- 3 large egg whites
- 1/4 cup granulated sugar
- 1 teaspoon vanilla extract
- 1 cup heavy cream
- 1/2 cup semi-sweet chocolate chips or dark chocolate, melted
- A pinch of salt
- Fresh berries or grated chocolate for garnish (optional)
- Melt the Chocolate: In a microwave-safe bowl, melt the chocolate chips in 20-second intervals, stirring after each interval until smooth. Set aside to cool slightly.
- Whip the Cream: In a separate bowl, whip the heavy cream until soft peaks form. Set aside.

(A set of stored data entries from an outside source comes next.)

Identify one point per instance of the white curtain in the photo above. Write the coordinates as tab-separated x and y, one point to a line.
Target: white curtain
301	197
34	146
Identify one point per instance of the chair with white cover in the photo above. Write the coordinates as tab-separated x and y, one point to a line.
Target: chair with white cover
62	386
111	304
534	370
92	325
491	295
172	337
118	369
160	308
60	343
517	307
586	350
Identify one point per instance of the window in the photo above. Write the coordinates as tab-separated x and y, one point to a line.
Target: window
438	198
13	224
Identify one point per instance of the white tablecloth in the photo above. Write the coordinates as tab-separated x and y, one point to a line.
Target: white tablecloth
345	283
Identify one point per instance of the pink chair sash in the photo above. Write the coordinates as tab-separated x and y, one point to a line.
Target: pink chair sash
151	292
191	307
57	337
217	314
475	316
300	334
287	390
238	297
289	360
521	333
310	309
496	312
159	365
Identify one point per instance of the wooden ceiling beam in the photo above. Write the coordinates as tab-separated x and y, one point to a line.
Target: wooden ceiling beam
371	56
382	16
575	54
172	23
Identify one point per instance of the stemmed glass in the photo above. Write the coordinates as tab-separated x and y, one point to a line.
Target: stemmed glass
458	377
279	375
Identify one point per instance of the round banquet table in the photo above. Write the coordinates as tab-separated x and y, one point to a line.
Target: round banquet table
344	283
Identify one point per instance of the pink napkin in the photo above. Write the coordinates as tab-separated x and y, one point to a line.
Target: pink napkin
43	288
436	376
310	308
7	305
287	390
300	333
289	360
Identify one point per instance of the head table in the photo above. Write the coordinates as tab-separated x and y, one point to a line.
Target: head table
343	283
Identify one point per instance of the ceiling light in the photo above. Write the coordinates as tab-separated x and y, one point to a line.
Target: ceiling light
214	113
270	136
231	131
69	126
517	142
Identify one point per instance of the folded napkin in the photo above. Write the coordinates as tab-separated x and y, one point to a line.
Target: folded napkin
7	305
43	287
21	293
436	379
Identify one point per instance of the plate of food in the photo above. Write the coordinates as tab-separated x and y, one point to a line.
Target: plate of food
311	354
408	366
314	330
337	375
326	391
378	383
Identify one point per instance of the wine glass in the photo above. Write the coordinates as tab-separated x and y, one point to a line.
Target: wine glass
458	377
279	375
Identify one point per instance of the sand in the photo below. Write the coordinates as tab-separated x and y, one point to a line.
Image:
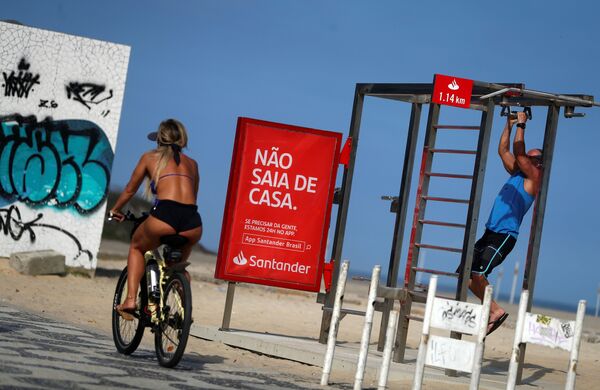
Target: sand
87	302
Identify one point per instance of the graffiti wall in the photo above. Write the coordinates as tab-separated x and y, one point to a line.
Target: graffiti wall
60	104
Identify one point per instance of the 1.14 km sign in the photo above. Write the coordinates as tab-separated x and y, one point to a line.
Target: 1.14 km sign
452	91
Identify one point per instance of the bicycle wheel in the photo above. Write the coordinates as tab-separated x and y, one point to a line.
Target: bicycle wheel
171	336
127	335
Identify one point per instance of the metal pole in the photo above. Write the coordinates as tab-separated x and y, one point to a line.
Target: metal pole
387	350
466	259
335	323
498	283
407	170
513	367
483	324
420	366
535	237
572	371
340	226
228	306
597	301
413	250
513	288
366	335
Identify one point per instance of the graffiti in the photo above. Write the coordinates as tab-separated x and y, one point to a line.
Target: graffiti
48	104
87	93
12	224
21	83
542	319
54	163
549	331
459	313
567	329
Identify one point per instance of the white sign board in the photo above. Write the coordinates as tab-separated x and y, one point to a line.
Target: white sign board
548	331
459	316
450	353
60	105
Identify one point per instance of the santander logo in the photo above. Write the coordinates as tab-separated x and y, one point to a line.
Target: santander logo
453	85
240	259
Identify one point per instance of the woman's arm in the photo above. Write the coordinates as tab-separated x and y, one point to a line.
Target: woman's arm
131	188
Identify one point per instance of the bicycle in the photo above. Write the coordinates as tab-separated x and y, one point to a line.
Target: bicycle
164	302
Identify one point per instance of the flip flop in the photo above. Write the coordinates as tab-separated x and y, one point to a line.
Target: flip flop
496	324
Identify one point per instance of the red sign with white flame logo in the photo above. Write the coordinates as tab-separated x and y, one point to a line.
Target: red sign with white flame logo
452	91
278	205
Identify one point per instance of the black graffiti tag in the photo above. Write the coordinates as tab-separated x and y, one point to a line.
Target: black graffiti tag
11	224
47	103
460	313
87	93
21	83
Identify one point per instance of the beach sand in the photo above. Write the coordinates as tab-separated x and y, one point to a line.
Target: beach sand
88	302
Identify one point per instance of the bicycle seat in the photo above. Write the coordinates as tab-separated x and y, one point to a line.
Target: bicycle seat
174	240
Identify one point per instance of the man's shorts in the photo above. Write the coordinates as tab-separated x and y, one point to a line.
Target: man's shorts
490	251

- Beat the Egg Whites: In a clean, dry bowl, beat the egg whites with a pinch of salt until foamy. Gradually add the sugar, continuing to beat until stiff peaks form.
- Combine: Gently fold the melted chocolate and vanilla extract into the whipped cream until well combined.
- Fold in Egg Whites: Carefully fold the beaten egg whites into the chocolate mixture in two additions, ensuring you maintain the airy texture.
- Chill: Pour the mousse into individual serving dishes and refrigerate for at least 2 hours or until set.
- Serve: Garnish with fresh berries or grated chocolate before serving.
- Ensure your bowl and beaters are completely clean and free of any grease when beating the egg whites. This will ensure they reach their full volume.
- For a richer flavor, you can use dark chocolate instead of semi-sweet chocolate.
- Always fold gently to maintain the airy texture of the mousse.